Introduction

Childhood maltreatment is a strong predictor of poor health outcomes during childhood and across the lifespan, increasing disease risk by 2- to 6-fold [1,2,3,4,5]. Given the harm of child maltreatment, many clinicians and researchers are assessing child maltreatment exposure in clinical practice and research, as a means to identify high-risk populations, identify immediate safety issues, reduce long-term health risk, and understand the predictors and consequences of these experiences.

However, a lack of reliable tools to measure the occurrence of maltreatment has remained a major barrier to these efforts. Most often, researchers use self-reports, relying on retrospective study designs, wherein adolescents or adults report experiences from their childhood, or prospective study designs, in which a caregiver reports the child’s experiences over time. Most studies using self-reports of childhood maltreatment exposure experiences are retrospective in nature. Although there are also child-report measures available, caregiver reporting is often used in practice due to the developmental challenges of measurement with young children. These reporting types have limitations. Retrospective measures are susceptible to memory and recall biases, including infantile amnesia (when adults cannot recollect childhood episodic memories [6,7,8]. Furthermore, fear of legal consequence, denial, or shame, may skew prospective measures by parents toward underreporting, especially when the reporter has perpetrated the maltreatment or has a relationship with the perpetrator [9, 10].

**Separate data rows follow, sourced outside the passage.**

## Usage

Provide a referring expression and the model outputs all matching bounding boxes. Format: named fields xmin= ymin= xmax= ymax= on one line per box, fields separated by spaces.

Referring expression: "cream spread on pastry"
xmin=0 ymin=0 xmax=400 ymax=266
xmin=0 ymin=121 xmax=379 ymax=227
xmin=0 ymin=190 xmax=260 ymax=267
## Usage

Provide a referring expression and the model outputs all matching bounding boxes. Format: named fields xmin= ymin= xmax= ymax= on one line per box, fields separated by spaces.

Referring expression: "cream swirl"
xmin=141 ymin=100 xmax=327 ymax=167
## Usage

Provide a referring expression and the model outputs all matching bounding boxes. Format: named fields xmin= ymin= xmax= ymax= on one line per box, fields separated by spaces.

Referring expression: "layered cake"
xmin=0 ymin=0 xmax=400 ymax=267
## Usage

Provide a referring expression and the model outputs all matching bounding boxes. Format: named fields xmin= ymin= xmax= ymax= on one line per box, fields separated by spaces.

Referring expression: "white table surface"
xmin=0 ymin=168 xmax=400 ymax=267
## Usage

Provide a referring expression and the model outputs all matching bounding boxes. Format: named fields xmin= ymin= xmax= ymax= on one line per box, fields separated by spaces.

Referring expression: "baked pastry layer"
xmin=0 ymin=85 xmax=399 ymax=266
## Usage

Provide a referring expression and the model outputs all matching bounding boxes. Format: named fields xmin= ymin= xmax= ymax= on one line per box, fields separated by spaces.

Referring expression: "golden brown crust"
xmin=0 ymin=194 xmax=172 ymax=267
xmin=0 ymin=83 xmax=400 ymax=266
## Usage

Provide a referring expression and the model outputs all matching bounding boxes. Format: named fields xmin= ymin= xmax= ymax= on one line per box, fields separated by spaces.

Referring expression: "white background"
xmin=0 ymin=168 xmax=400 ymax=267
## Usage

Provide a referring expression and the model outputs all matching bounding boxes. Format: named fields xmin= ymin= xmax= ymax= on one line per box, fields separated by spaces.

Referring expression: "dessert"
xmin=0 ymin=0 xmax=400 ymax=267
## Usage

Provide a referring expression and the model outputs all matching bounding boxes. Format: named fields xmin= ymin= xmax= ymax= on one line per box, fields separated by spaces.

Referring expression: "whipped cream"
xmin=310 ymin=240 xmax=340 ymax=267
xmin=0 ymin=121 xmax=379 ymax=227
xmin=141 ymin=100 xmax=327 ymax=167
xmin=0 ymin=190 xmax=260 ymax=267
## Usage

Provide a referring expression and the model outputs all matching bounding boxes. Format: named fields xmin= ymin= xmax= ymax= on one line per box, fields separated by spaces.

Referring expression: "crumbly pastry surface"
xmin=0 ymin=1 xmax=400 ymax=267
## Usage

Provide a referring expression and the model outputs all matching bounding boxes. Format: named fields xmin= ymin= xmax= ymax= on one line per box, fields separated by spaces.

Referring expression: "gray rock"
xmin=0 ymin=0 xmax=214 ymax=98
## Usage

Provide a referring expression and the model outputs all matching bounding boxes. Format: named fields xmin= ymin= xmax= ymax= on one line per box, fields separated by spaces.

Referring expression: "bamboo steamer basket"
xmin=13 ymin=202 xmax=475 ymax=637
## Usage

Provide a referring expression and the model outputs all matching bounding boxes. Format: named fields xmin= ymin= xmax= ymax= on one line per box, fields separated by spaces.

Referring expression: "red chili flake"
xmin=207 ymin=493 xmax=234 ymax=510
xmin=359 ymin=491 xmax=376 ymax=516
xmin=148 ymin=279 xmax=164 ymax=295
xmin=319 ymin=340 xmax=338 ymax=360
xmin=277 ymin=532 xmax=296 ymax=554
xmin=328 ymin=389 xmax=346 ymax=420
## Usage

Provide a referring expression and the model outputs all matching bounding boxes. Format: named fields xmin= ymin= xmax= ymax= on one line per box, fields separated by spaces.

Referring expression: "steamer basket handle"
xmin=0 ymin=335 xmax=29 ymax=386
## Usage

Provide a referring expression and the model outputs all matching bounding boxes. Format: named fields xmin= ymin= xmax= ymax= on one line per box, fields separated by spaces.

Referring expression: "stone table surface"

Studies gathering reports of child maltreatment from multiple sources often find disagreement between informants [9, 11,12,13,14]. A recent meta-analysis of 16 different studies found poor agreement between prospective reports from various informants and retrospective self-reports, such that only about half of those identified retrospectively as having experienced maltreatment also had a concordant prospective report [15]. Similar studies have also observed that adverse health outcomes are more closely associated with retrospective versus prospective maltreatment reports [16,17,18].

Little is known about factors that drive child maltreatment reporting disagreement and how might reporter disagreement, in turn, shapes child health. Although there are known demographic and family factors associated with differences in maltreatment exposure (e.g., child sex, race, maternal mental health status, parent history of abuse or neglect, bonding), these factors have not been extensively studied in relation to reporting agreement. Without these insights, clinicians and researchers are unable to understand the benefits and drawbacks of different measurement approaches and identify the mechanisms through which different reporting types may contribute to adverse health outcomes. The knowledge gap in our understanding of the predictors and consequences of child maltreatment reporting disagreement also creates clinical practice challenges for deciding who should report maltreatment and what sources should be considered for reliable measurement and appropriate response.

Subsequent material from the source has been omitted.